Automating Kubernetes Workflows with Kyverno's Mutating Webhooks

Hi there! I’m Rodrigo, a Staff Site Reliability Engineer at Miro. In this article, I’m excited to share how Miro’s Compute team automates complex Kubernetes workflows using Kyverno’s mutating webhooks. Whether you’re a seasoned Kubernetes administrator or just getting started with container orchestration, you’ll learn how Kyverno can streamline your operations, enhance security, and bring a new level of efficiency to your Kubernetes environments. Join me as we explore practical examples and best practices that you can apply to your own infrastructure. Let’s dive in and unlock the power of Kyverno together!
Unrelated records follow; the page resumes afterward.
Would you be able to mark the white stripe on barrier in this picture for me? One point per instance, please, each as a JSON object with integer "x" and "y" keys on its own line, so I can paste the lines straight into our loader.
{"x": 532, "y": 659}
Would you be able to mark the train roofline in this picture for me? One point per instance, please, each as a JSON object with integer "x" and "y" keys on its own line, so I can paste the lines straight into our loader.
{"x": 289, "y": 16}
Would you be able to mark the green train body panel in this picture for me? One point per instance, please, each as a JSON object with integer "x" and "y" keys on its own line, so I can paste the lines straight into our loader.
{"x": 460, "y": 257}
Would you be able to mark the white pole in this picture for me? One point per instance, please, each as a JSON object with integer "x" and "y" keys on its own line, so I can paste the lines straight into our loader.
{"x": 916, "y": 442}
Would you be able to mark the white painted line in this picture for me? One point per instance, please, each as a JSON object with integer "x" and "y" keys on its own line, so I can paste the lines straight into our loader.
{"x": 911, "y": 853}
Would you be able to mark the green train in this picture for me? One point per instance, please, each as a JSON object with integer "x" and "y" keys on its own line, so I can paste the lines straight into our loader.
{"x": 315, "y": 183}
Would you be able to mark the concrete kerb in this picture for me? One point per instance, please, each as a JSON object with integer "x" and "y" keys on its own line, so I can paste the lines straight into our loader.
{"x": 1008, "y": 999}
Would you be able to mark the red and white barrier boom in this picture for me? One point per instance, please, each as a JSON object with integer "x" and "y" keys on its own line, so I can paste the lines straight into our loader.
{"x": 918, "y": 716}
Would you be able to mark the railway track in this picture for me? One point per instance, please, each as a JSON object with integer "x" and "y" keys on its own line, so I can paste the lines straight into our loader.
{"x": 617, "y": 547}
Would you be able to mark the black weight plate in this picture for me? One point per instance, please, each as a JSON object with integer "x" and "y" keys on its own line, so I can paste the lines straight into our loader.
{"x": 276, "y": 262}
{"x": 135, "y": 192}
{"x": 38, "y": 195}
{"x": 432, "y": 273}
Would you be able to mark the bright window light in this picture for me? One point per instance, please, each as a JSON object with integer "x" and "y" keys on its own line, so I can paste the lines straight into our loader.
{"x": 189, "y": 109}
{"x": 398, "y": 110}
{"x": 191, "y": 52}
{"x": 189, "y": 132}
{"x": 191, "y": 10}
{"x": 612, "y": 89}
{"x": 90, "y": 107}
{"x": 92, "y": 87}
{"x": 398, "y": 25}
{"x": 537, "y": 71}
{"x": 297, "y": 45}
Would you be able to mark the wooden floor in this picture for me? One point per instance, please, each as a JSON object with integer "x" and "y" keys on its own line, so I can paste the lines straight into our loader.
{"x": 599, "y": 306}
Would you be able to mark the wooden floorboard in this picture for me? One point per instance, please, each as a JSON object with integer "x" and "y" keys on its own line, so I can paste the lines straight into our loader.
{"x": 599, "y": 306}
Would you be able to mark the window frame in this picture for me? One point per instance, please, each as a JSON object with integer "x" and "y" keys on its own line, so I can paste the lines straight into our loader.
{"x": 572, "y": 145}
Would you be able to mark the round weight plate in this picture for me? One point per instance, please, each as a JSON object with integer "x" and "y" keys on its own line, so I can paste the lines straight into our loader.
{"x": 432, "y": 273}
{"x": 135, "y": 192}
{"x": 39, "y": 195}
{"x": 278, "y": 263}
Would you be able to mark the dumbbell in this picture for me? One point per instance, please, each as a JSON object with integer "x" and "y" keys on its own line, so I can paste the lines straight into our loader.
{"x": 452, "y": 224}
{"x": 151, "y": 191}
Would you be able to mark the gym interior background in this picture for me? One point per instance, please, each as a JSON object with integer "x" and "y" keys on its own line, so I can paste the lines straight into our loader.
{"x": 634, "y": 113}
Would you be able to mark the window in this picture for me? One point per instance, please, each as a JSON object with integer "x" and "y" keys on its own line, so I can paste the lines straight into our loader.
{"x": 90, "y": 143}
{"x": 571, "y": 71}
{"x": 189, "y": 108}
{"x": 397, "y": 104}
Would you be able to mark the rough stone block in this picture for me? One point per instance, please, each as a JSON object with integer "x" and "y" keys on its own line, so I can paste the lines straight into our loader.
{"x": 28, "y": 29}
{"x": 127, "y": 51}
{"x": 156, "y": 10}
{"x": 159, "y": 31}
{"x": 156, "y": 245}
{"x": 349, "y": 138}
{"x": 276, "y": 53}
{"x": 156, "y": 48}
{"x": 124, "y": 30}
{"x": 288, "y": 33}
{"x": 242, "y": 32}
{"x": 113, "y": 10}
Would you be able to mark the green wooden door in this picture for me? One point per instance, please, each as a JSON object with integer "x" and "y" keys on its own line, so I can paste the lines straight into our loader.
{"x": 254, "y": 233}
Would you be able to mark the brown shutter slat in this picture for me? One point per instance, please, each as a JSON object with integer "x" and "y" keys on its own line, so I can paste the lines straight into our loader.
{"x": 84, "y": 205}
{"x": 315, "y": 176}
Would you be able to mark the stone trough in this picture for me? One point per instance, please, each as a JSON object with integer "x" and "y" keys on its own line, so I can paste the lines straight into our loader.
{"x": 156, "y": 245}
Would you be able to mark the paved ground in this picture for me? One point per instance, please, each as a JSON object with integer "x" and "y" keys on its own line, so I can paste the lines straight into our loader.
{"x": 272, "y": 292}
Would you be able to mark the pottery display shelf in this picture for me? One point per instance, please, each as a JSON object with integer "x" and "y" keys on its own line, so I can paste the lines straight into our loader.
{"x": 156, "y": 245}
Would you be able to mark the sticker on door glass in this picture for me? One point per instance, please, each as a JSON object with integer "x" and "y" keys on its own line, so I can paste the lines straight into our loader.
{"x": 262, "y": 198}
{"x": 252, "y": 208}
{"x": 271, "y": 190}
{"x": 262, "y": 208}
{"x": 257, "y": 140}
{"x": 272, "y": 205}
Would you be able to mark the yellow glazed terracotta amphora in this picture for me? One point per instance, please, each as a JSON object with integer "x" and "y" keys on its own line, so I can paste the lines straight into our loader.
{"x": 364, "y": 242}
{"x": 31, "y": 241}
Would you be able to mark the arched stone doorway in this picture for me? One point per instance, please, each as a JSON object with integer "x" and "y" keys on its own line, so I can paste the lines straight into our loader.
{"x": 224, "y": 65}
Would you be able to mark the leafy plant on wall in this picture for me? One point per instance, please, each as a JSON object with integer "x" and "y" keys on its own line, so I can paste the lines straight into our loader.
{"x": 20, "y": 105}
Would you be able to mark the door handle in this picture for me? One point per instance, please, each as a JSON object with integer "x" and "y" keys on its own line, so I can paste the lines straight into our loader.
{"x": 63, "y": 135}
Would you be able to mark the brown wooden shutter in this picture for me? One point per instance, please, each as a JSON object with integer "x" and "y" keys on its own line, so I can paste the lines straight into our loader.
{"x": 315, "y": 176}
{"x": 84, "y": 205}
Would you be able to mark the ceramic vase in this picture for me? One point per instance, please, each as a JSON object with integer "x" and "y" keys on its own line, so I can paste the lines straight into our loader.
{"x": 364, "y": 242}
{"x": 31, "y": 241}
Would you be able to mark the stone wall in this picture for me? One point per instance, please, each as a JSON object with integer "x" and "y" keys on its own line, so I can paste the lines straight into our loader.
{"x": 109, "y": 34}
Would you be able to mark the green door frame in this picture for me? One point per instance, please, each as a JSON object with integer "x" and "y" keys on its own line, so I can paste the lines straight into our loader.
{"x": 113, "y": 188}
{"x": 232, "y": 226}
Infrastructure as code and configuration management tools like Terraform, AWS CloudFormation, Pulumi, CDK, and Ansible have revolutionized how engineers define, consume, and configure infrastructure. These tools generally share a common feature: they provide a declarative system, allowing users to define their desired state of affairs from both infrastructure and runtime perspectives.

Kubernetes aligns with this approach. Backed by a powerful, API-driven platform, Kubernetes was built to be declarative from its inception. Kubernetes manifests and template-based solutions built on top of it — such as Helm charts — allow developers to define exactly what they expect and require from the Kubernetes cluster runtime. These manifests, which are structured OpenAPI definitions of Kubernetes native or custom resources, are applied to the cluster. Controllers running in the cluster then take actions to consolidate the intended features, bringing the actual state as close as possible to the declared state in the manifest.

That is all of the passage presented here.